# My other pets :)



## Sydney Dethloff (Aug 19, 2014)

I have chameleons, 2 dogs, and hedgehogs, the female of which just had babies!

Here are some snaps, I have 9 chameleons, 1 mama hedgehog with 4 babies, a bernese mountain dog, pomeranian, and now an Indian star tort!


----------



## Irwin4530 (Aug 19, 2014)

OMG! The baby hedgies are too cute!! <3


----------



## Sydney Dethloff (Aug 20, 2014)

Thank you! They are about a week old now and getting HUGE.


----------



## G-stars (Aug 20, 2014)

No pic for the star??


----------



## Sydney Dethloff (Aug 20, 2014)

Well this was the 'other pets' section. LOL I will post pics up tonight in the star tortoise media of him


----------



## G-stars (Aug 20, 2014)

Haha your right. My apologies. How's his enclosure coming along?


----------



## Sydney Dethloff (Aug 20, 2014)

Great so far! I have a hibiscus in there, two fountain grass bushes, I do have succulents planted but they are in pots so that I can pluck off at will instead of him gorging. I have a few more things to perfect before I put up pics of it!


----------



## Flipper (Aug 20, 2014)

Those baby hedge hogs  Love!

Your chameleon is awesome too. Was that one animal or 2?


----------



## kball (Aug 20, 2014)

I love your big dog


----------



## Sydney Dethloff (Aug 20, 2014)

What do you mean one animal or two?? LOL I have 7 chameleons currently!


----------



## wellington (Aug 20, 2014)

Great family there. Those hedgehogs are just too darn cute.


----------



## Sydney Dethloff (Aug 20, 2014)

Thank you! Yea we used to have a few hedgehogs but decided to downsize. It was hard, pets are like kids!


----------



## bouaboua (Aug 20, 2014)

WOW. You must be very busy!! But happy.


----------



## Flipper (Aug 20, 2014)

Sydney Dethloff said:


> What do you mean one animal or two?? LOL I have 7 chameleons currently!
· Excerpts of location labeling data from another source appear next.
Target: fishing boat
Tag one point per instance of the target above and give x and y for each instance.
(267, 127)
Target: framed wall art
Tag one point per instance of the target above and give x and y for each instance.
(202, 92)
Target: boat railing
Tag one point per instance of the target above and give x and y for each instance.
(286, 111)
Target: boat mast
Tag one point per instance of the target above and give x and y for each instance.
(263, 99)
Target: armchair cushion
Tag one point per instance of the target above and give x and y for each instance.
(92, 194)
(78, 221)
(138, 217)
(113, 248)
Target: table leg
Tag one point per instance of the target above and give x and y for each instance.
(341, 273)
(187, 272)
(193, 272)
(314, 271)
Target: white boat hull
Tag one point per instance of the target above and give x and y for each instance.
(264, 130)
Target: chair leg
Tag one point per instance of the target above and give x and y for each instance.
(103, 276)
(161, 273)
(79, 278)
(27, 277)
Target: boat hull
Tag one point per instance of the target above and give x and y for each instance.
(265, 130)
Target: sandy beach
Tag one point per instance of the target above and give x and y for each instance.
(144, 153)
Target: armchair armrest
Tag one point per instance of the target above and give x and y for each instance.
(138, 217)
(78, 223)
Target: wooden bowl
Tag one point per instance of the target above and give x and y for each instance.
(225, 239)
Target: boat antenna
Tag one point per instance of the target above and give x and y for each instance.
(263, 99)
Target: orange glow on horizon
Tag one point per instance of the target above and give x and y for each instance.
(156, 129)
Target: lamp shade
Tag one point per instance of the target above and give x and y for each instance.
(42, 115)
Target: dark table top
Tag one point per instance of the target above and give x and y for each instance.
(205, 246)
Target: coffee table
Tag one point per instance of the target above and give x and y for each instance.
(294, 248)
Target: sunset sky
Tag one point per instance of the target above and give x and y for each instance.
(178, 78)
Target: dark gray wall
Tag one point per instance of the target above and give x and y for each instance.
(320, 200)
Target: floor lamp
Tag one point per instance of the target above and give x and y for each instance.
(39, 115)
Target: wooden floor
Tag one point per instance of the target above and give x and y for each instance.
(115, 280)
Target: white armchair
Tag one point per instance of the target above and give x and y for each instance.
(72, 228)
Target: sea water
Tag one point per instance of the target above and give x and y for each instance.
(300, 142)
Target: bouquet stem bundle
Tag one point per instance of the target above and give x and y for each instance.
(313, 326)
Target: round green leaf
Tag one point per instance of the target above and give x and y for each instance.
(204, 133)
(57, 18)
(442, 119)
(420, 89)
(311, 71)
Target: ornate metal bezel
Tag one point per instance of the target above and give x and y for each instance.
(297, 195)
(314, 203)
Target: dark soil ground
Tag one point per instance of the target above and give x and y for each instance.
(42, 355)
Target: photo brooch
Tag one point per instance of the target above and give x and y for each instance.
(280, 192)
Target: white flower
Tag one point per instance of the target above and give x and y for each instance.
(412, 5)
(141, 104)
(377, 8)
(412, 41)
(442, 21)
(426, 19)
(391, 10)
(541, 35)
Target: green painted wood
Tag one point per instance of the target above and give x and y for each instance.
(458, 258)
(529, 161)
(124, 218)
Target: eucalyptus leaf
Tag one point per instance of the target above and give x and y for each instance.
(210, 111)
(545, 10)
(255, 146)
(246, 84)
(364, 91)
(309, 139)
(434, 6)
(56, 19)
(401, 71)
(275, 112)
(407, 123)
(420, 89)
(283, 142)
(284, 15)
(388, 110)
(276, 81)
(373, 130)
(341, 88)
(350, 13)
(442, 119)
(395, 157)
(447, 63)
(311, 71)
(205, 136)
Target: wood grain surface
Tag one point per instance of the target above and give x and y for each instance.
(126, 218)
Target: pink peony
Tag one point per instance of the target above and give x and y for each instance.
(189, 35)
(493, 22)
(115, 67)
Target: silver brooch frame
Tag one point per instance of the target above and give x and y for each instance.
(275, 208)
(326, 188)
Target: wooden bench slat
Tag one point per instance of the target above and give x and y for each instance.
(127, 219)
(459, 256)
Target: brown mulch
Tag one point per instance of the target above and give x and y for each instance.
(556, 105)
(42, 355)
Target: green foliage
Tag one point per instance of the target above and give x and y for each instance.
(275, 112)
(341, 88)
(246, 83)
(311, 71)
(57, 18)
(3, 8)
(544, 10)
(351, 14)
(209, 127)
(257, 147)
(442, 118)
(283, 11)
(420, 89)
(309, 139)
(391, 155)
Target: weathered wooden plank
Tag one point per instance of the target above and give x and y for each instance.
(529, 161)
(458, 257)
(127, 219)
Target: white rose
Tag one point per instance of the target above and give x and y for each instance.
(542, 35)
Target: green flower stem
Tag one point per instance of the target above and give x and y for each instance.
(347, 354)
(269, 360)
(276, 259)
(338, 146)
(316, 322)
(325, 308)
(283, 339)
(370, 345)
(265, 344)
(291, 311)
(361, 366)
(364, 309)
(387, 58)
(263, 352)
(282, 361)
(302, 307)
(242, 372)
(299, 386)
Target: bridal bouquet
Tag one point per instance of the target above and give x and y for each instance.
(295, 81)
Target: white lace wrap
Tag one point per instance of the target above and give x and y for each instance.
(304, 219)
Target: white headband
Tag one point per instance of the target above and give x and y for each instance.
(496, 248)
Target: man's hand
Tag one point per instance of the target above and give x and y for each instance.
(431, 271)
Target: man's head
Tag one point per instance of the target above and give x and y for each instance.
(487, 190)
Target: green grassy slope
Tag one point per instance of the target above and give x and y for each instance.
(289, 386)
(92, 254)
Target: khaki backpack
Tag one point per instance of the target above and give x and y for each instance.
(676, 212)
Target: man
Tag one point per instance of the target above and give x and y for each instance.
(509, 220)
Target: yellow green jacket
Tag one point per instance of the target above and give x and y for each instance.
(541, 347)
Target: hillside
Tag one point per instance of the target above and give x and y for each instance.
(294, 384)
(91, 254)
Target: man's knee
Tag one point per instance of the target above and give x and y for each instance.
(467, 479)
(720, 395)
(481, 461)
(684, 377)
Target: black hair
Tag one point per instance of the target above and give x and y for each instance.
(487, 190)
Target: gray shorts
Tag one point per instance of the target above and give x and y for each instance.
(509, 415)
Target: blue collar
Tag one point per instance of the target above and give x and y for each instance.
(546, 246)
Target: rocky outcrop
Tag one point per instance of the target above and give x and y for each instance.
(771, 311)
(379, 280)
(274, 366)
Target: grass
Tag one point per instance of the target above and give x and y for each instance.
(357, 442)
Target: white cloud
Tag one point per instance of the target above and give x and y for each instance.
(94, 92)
Wow! That's great! Sorry I misread your original post. I didn't see all those chameleons 

I've always heard they were very difficult to keep alive and healthy


----------



## Sydney Dethloff (Aug 21, 2014)

Yes they are! That is why I downsized from 20 and am still downsizing. I plan on just keeping my breeding pair of tamataves ( I have eggs of theirs incubating now) and my deremensis pair maybe. I have a few ambilobe females I am selling.


----------



## Flipper (Aug 21, 2014)

Wow! You must have some kind of magic touch!


----------



## coshepard (Dec 6, 2018)

Sydney Dethloff said:


> I have chameleons, 2 dogs, and hedgehogs, the female of which just had babies!
> 
> Here are some snaps, I have 9 chameleons, 1 mama hedgehog with 4 babies, a bernese mountain dog, pomeranian, and now an Indian star tort!



Is that a Berrnese mountain dog? I have one too, I think they are so cute!


----------